In this study, we demonstrated the recognition of forceps (including type of forceps) from surgical images using CNN. In most test results, all 5 types of forceps were detected correctly with high confidence scores. Correspondingly, we obtained positive results in terms of the corresponding recall and precision values. The trained model was able to accurately detect the forceps at various angles (Fig. 4a–i). These results indicate that the model recognized the shapes and colors of each type of forceps with high precision.

Although small in number, some forceps were not detected, or the outcomes yielded false positives. Based on the incorrect outcome images, we found that errors arose when only part of the forceps was observed in the images (Fig. 5a,b) or when the shapes of the forceps were similar to those of other types of forceps (Fig. 5c,d). Additionally, the results suggest that image resolution affects the validation outcome considerably. Because the forceps are in motion during surgeries, they are sometimes blurred in surgical videos or are closed in the cutout images. As a result, the model could not identify them or would recognize them as another type of forceps.

Figure 5
figure 5

Representative images demonstrating inaccurate results. The images on the right side are original. The images in the middle are test results. The images on the right show the confidence scores of each result. (a) A grasping forceps and 1 spatula forceps were detected accurately, but 1 of the 2 grasping forceps in the image was not detected correctly; (b) the clip forceps was not identified correctly; (c) the angled forceps was recognized as an ultrasonic scalpel incorrectly; and (d) the clip forceps was identified correctly but was also recognized as an ultrasonic scalpel.

The potential of automatic video indexing and surgical skill assessment has been reported with the use of 300 laparoscopic sigmoidectomy videos from multiple institutions in Japan25. In the present study, the recall and precision values were good despite the limited learning because of the mixed frameworks of deep learning based on the use of the commercial software IBM Visual Insights.
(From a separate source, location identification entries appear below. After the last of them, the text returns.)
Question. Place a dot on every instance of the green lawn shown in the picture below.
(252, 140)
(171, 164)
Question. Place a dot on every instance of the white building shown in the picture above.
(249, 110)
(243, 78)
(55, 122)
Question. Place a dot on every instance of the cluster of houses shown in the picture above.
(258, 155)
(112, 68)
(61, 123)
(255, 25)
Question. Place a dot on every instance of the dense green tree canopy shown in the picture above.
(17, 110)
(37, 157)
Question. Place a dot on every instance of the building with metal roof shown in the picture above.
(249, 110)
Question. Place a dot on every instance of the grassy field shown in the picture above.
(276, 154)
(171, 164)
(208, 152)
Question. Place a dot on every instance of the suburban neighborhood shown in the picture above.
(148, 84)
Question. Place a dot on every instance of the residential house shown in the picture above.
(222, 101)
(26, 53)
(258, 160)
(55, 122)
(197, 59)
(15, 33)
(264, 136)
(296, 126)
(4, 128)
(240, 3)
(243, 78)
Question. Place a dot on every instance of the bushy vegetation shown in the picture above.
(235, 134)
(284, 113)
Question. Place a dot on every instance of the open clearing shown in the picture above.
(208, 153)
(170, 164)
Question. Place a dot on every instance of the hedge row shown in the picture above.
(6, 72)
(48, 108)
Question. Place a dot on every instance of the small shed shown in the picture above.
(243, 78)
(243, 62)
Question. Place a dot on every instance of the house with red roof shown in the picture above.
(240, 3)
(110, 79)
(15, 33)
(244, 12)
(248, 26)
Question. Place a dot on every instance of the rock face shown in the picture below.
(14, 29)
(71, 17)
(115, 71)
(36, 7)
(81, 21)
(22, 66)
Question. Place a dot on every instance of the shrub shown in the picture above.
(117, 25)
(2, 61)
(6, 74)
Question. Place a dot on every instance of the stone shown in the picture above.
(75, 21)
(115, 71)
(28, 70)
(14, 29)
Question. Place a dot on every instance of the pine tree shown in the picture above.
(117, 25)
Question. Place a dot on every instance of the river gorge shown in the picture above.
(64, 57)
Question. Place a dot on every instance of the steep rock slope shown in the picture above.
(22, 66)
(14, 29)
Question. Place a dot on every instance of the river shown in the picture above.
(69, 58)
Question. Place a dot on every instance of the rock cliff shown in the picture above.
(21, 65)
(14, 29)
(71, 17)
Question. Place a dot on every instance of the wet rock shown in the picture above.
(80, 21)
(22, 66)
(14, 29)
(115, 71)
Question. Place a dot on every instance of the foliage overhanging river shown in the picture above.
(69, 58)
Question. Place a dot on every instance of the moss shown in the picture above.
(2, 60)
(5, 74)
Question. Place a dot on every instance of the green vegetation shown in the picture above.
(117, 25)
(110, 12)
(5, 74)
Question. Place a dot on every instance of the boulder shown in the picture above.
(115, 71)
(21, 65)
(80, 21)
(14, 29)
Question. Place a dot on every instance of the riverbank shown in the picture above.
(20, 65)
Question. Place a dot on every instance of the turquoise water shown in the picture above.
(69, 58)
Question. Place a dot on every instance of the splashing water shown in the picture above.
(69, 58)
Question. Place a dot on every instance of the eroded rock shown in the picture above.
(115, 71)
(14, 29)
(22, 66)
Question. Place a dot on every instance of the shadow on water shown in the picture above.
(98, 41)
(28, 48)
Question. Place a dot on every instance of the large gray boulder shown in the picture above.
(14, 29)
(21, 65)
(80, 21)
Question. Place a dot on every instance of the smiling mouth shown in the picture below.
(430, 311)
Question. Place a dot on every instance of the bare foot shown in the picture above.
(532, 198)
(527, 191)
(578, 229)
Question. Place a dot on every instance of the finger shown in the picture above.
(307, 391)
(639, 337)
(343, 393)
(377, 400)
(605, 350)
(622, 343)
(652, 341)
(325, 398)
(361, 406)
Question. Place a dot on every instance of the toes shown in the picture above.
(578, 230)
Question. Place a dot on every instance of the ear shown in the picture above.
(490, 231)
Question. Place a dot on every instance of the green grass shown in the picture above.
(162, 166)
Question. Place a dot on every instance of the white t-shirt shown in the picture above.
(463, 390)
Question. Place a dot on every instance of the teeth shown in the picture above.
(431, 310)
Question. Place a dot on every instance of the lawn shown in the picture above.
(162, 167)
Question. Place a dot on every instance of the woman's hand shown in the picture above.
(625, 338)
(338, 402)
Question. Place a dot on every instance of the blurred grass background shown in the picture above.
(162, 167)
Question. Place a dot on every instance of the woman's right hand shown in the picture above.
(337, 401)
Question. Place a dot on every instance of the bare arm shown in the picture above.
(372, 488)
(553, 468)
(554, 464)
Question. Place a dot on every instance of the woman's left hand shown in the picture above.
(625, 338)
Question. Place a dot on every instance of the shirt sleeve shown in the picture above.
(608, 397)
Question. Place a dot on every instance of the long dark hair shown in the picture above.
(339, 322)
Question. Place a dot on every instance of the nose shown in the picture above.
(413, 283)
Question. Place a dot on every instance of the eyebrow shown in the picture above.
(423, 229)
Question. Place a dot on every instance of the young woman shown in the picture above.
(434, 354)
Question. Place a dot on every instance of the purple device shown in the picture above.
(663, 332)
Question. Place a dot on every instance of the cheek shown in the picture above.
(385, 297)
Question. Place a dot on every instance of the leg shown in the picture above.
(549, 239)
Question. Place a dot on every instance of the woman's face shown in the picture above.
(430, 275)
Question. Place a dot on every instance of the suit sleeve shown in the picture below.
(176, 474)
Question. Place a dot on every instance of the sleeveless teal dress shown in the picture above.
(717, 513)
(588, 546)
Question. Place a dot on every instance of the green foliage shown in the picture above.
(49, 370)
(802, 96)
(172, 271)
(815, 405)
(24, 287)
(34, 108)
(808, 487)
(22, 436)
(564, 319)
The results of our study will aid the development of a system that will manage, deliver, and retrieve surgical instruments for surgeons upon request. The object recognition model in surgery has reached feasible performance levels for widespread clinical use. The object recognition of forceps could be used to provide real-time object information during surgeries upon further development based on the results of this study. By integrating and developing these technologies, the digitalization of surgical scenes and techniques becomes possible. The ability to evaluate how and what procedure was performed is significant. Moreover, these innovations will enable surgical technique evaluation and surgical navigation. Utilization of AI is largely expected not only in medical treatments, such as the prevention and diagnosis of diseases, but also in cases associated with insufficient resources and in risk management to prevent medical accidents.

This study had some limitations. First, it is difficult to modify the model itself via tuning other than by changing the training data, because the model was made using IBM Visual Insights. Further, there were only limited types of forceps created from colorectal cancer videos of a single facility.

Conclusion

In this study, we evaluated the recognition of different types of forceps using CNN and obtained positive results with high accuracy. Results of this study demonstrate the opportunity to evaluate use and navigation of forceps in surgeries.